La iglesia también eleva sus santos para ofrecer modelos y ejemplos de discipulado cristiano. Somos alentados a imitar a aquellos en los cuales la gracia de Jesús ha triunfado visiblemente. En la imitación de los santos, nos estamos imitando a Cristo. San Pablo alentó a sus conversos en Corinto: "Sean imitadores de mí, como yo soy de Cristo." Es una práctica noble para leer las vidas de los santos y esforzarse por imitar su vida virtuosa.


Tengo muchos momentos alegres y reconfortantes en reflexionar sobre mis primeros 11½ años del sacerdocio durante los cuales ministré en dos parroquias. Ambos tenían las escuelas católicas. Hay muchos recuerdos maravillosos. Como se aproxima la Solemnidad de Todos los Santos, me siento atraído para reflexionar sobre nuestra celebración de esta solemnidad cada año en las escuelas. Durante la semana antes de la solemnidad, los estudiantes fueron animados a investigar la vida de su santo patrón. He visitado las aulas, que a menudo estaba muy edificado por su compartir conmigo los resultados de sus investigaciones. En la solemnidad, los estudiantes se vistieron con los trajes que reflejan su patrona y procesan por el vecindario como muchos adultos y niños pequeños observaron con gran interés.


Nuestros alumnos aprendieron que los santos son personas reales, que luchó como nosotros para conocer la Palabra de Dios y ser fieles a él. Tienen desalentados sobre sus defectos, al igual que lo hacemos. Algunos causaron los milagros, pero la mayoría no logró cosas extraordinarias, al igual que no lo hacemos. Lo que los distinguía era su esfuerzo constante para ser conscientes de la presencia de Dios en sus vidas y ser transformados por saber cuán profundamente amó Dios les. Salieron de su manera de compartir el amor de Dios con los demás. Su conocimiento del amor de Dios para ellos les dio la confianza y determinación para compartir el amor de Dios, especialmente con los pobres y los necesitados.

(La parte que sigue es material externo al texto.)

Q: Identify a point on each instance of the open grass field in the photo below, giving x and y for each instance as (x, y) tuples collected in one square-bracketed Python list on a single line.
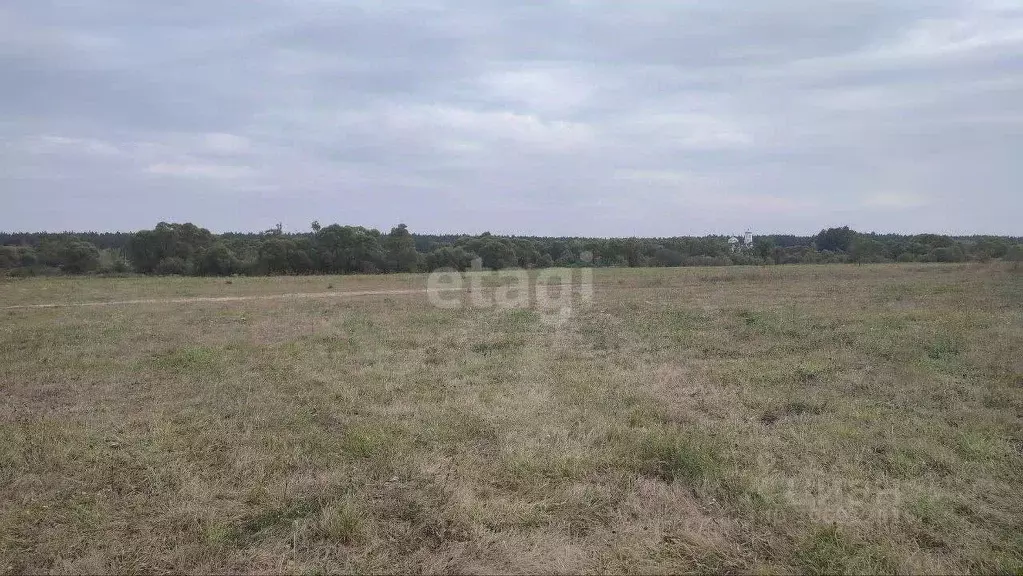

Además de intercediendo por nosotros y modelando para nosotros la vida del discípulo fiel, los santos nos recuerdan que todos estamos llaman a su destino. En otras palabras, como nos ha recordado el Concilio Vaticano II, todos estamos llamados a la santidad.


San Pablo dirigió a menudo a sus conversos como "los santos." Santidad no se limita a unos pocos. Está al alcance de todos y cada uno de nosotros y es el objetivo para cada uno de nosotros.


Dios es amor. Los grandes mandamientos resumen nuestra meta de vivir en el amor de Dios: "Amarás al Señor tu Dios con todo tu corazón, toda tu mente y toda tu alma. Amarás a tu prójimo como a ti mismo." Jesús vino a la tierra para redimirnos de nuestros pecados y hacer posible que vivamos en la vida y el amor de Dios. Es el camino, la verdad y la luz.


Los santos se esforzaron para vivir en el amor de Dios y para compartir su amor con otros. Siguiendo a Jesús, estaban totalmente comprometidos a hacer la voluntad de Dios en su vida. Nuestro mundo muy material y secular nos tendría a girar nuestra mente y corazón de Cristo en el nombre de otros valores y metas. Los santos arraigaron sus vidas en la persona y el Evangelio de Jesús. En la imitación de los santos, nos estamos imitando a Cristo mismo.